Python's third day base character encoding

Source: Internet
Author: User
Tags alphanumeric characters
A knowledge reserve for understanding character encoding
1. How a text editor accesses files (nodepad ++, pycharm, word)

Open the editor to open and start a process, which is in memory, so the content written in the editor is also stored in memory, and data is lost after power failure

             Therefore, you need to save to the hard disk, and click the save button to flash the data from the memory to the hard disk.

             At this point, we write a py file (not executed), which is no different from writing other files, it is just writing a bunch of characters.

      2. The principle of the Python interpreter executing py files, such as python test.py

The first stage: the python interpreter is started, which is equivalent to starting a text editor

Second stage: The python interpreter is equivalent to a text editor. Open the test.py file and read the contents of the test.py file from the hard disk into memory.

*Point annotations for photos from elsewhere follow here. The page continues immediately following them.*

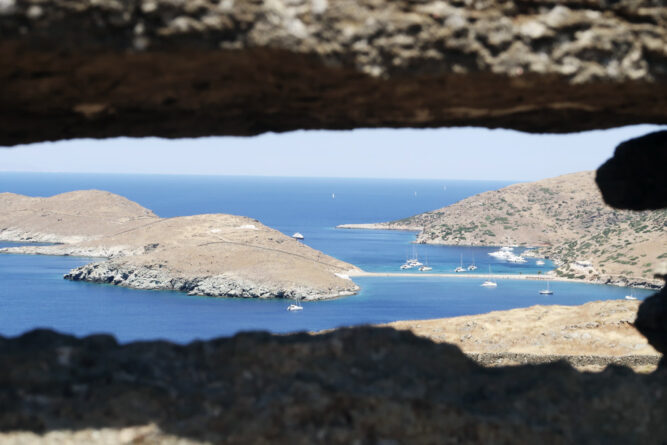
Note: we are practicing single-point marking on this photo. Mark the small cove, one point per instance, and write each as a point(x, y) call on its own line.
point(33, 293)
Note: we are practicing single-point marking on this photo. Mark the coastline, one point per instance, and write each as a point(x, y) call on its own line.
point(216, 255)
point(611, 280)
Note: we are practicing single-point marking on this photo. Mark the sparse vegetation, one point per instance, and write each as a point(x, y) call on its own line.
point(567, 215)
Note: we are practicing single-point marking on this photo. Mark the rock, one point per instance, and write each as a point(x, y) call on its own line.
point(88, 69)
point(212, 255)
point(635, 177)
point(652, 322)
point(565, 218)
point(363, 385)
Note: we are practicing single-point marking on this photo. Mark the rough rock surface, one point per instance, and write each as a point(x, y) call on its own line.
point(568, 221)
point(365, 386)
point(69, 217)
point(590, 336)
point(212, 255)
point(197, 68)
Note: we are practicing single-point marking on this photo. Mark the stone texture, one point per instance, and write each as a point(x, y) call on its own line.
point(197, 68)
point(635, 177)
point(365, 385)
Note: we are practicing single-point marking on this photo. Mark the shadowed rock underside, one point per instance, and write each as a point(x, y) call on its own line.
point(162, 68)
point(351, 386)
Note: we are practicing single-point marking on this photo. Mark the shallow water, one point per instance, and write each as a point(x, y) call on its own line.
point(33, 293)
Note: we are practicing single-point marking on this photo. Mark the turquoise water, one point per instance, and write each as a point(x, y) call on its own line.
point(33, 293)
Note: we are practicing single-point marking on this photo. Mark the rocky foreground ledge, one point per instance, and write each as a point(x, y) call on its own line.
point(590, 336)
point(213, 255)
point(364, 385)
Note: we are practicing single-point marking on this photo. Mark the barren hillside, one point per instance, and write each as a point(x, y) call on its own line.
point(600, 329)
point(564, 217)
point(215, 255)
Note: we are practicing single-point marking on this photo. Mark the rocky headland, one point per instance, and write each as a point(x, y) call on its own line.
point(213, 255)
point(564, 218)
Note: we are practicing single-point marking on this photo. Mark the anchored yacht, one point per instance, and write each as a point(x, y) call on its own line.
point(546, 291)
point(460, 268)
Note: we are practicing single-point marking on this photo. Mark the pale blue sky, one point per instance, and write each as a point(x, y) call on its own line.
point(449, 153)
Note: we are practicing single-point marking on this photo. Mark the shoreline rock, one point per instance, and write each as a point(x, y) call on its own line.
point(211, 255)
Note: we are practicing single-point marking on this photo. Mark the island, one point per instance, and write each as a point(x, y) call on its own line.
point(563, 219)
point(215, 255)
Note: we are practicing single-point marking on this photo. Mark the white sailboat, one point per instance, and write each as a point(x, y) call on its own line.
point(460, 268)
point(546, 291)
point(472, 266)
point(490, 282)
point(295, 306)
point(425, 267)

The third stage: the python interpreter interprets and executes the test.py code that has just been loaded into memory



  to sum up:

The python interpreter interprets the contents of the executable file, so the python interpreter has the ability to read py files, just like a text editor
What is different from a text editor is that the python interpreter can not only read the contents of the file, but also execute the contents of the file
Back to top II What is character encoding
For the computer to work, it must be powered on, that is to say, 'electricity' drives the computer to work, and the characteristics of 'electricity' are high and low (high and low means binary number 1, low level means binary number 0), which means that the computer Know only numbers

 

The purpose of programming is to let the computer work, and the result of programming is just a bunch of characters, that is to say, what we want to achieve in programming is: a bunch of characters drive the computer to work

 

So it must go through a process:

Character -------- (translation process) -------> number

This process is actually a standard for how a character corresponds to a specific number, this standard is called character encoding



 The following two scenarios involve character encoding issues:

1. The content of a python file is composed of a bunch of characters

2. Data type strings in Python are composed of a string

Back to top Three History of Character Encoding
Phase 1: Modern computers originated in the United States, and the earliest birth of ASCII was also based on English considerations

ASCII: One Bytes represents one character (English characters / all other characters on the keyboard), 1Bytes = 8bit, 8bit can represent 0-2 ** 8-1 variations, which can represent 256 characters

ASCII originally only used the last seven digits and 127 digits, which can completely represent all the characters on the keyboard (English characters / all other characters on the keyboard)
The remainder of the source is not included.